1. A preparation method of self-supporting nickel-iron-phosphorus composite nanosheets is characterized by comprising the following steps: adding deionized water into nickel salt, ferric salt, ammonium salt and urea to prepare a mixed solution, uniformly stirring, transferring the mixed solution into a reaction kettle, obliquely placing foamed nickel at 100 DEG C^oC-140^oC, carrying out hydrothermal reaction for 2-6 h to prepare a nickel-iron composite precursor; drying the ferronickel composite precursor at constant temperature, placing the dried ferronickel composite precursor in sintering equipment, placing a phosphorus source in an air inlet of the sintering equipment under the nitrogen atmosphere, and enabling the phosphorus source to be spaced from the ferronickel composite precursor by 8-12 cm, and performing heat treatment at room temperature by 2-5 cm^oThe temperature rises to 300-400 ℃ at the rate of C/min^oAnd C, carrying out a phosphating reaction for 1-3 h to obtain the self-supporting nickel-iron-phosphorus composite nanosheet.

2. A method of making self-supporting nickel iron phosphorus composite nanoplates as in claim 1, wherein: the nickel salt being Ni (NO)₃)₂·6H₂O; the iron salt being Fe (NO)₃)₃·9H₂O; the ammonium salt being NH₄F。

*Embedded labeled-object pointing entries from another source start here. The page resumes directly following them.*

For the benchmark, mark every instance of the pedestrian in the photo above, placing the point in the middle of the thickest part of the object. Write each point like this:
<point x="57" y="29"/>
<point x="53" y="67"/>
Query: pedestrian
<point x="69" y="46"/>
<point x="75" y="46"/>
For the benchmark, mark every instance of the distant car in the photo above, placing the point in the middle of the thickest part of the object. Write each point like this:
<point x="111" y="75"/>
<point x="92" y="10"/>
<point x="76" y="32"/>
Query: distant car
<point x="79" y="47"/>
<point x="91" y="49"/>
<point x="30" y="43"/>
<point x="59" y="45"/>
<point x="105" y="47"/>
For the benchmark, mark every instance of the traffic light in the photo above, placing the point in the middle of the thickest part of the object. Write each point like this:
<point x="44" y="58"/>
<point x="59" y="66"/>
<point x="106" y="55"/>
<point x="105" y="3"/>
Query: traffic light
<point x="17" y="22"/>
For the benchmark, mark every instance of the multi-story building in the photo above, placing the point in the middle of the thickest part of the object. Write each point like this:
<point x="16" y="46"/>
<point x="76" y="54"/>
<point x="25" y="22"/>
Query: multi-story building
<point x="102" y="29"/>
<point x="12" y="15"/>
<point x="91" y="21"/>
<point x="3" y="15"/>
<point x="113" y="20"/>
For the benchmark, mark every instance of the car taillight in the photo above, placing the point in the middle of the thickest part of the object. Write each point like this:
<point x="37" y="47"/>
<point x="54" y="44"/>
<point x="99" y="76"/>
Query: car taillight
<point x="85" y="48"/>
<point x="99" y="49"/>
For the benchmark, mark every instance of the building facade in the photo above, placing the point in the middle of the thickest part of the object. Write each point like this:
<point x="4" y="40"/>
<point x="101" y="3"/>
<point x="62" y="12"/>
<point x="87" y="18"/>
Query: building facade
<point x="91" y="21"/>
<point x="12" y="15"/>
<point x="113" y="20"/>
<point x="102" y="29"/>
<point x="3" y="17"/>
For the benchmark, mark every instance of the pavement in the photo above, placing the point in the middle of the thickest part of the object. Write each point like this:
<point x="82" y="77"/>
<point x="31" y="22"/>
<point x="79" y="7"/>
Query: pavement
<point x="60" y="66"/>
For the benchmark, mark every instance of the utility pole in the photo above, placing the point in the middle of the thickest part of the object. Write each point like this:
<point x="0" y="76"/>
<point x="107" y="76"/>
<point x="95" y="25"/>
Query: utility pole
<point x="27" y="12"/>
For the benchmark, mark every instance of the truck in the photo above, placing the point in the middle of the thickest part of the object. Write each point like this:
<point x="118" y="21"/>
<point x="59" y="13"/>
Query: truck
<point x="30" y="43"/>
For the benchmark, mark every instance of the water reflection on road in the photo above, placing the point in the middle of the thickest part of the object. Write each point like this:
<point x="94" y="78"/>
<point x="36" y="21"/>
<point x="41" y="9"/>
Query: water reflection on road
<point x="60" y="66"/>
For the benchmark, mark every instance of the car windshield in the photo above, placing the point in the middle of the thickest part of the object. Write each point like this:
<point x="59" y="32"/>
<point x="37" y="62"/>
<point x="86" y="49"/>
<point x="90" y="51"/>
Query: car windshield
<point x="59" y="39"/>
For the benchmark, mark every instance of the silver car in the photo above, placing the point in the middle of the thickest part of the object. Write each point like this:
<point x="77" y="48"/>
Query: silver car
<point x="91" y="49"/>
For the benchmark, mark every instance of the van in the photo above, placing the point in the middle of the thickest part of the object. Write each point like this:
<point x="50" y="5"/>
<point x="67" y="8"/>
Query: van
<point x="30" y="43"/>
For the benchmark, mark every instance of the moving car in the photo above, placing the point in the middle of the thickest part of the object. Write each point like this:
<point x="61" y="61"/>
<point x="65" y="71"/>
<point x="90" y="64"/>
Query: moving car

3. A method of preparing self-supporting nickel iron phosphide composite nanoplates as claimed in claim 2, characterised in that: the mol ratio of nickel nitrate, ferric nitrate, ammonium fluoride and urea is 1: 1.2-3: 3-8: 12-18.

4. A method of preparing self-supporting nickel iron phosphide composite nanoplates as claimed in claim 3, characterised in that: the mol ratio of nickel nitrate, ferric nitrate, ammonium fluoride and urea is 1: 2: 6: 15.

5. a method of making self-supporting nickel iron phosphorus composite nanoplates as in claim 1, wherein: the phosphorus source used in the phosphorization process is NaH₂PO₂·H₂O, the addition amount of the phosphorus source is 0.06-0.1 g cm of the surface area of the foamed nickel^-2。

6. A method of making self-supporting nickel iron phosphorus composite nanoplates as in claim 5, wherein: the addition amount of the phosphorus source is 0.067g cm of the surface area of the foamed nickel^-2。

7. A method of making self-supporting nickel iron phosphorus composite nanoplates as in claim 1, wherein: the hydrothermal reaction temperature is 120 ℃, and the hydrothermal reaction time is 4 hours; the temperature of the phosphating reaction is 350 ℃, and the time of the phosphating reaction is 2 hours.